Being a single fellow over here, following a very lengthy relationship that spanned just over the edge of twelve years and that had some ups and downs, but was for the most part grand, I find myself on the dating scene again. Oddly enough, this has been a learning lesson for me as I go on date after date with stranger after stranger. I have heard about—and have been subject to—some dates from hell. This led me to be intrigued to look up some classic don’ts that you should always stray far, far away from when on any date. For me, I commonly see these ‘don’ts’ exhibited on many dates that I go on, and am immediately turned off by them.
So for any of you likeminded daters who are out there who are looking for love, perhaps these candid tips will help you avoid the conundrum of being caught in that proverbial dating twist. You know, where you say and do things that you later regret that make or break that date. Usually, I see it from the other side. But rest assured, I myself am guilty of these as well. But I am getting more refined with each passing day; or so I fondly tell myself to stroke my own ego. Without ado, avoid these four don’ts when on a date, and at all costs!
- Never talk about your ex. I cannot emphasize this enough. This is such a bad thing to do. One, you are on a date to meet them and learn more about them, not rehash negative and bad experiences you have had with love.

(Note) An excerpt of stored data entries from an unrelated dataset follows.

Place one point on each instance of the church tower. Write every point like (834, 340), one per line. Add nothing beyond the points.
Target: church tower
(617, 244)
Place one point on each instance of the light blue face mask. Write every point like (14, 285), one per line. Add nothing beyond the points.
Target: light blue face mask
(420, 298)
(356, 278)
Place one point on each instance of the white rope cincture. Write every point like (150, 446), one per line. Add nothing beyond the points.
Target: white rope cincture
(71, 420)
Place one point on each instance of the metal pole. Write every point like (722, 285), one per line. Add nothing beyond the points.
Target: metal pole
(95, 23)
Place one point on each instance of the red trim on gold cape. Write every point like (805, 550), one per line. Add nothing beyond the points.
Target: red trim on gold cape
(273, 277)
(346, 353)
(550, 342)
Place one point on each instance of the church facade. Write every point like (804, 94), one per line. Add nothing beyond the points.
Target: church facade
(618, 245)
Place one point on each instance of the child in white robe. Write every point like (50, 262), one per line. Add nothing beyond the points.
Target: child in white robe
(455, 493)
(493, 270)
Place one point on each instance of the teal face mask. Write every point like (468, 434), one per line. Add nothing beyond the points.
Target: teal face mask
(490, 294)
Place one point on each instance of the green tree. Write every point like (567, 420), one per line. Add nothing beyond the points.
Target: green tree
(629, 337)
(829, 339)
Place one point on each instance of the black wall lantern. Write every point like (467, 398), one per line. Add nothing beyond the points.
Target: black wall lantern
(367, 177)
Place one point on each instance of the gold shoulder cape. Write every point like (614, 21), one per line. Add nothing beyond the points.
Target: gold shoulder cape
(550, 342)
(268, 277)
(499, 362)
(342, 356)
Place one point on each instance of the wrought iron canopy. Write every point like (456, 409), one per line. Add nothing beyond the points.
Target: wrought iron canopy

That is a major turn-off and a big time no-no!
- Avoid discussing politics or religion. There is this old time rule about being at a bar: You never talk about either of these subjects because they open the doors to much debate. In par with that notion is when you are on a date. Rather, focus on the person, their likes and dislikes, and who they really are. The other stuff can come later, if you enter into a relationship with them.
- Chivalry is not dead. Guys, I know that it is not the 50s anymore, but have some class. Open the doors, get the drinks, and be attentive and focused on the girl. Always offer to pay the full bill, even if they argue otherwise. Girls have it easier than we men when on dates, that’s for sure. But playing your cards right is always smart.
- Open your ears, not your mouth, and mind your manners. Most commonly I hear the women I know fret over men never listening to them. So this one is a no-brainer: Listen up. Then talk. Also, be mindful of your manners and the way that you present yourself; don’t talk with a mouth full of food or ask your date if they want to go heads-to-toe with a burping contest!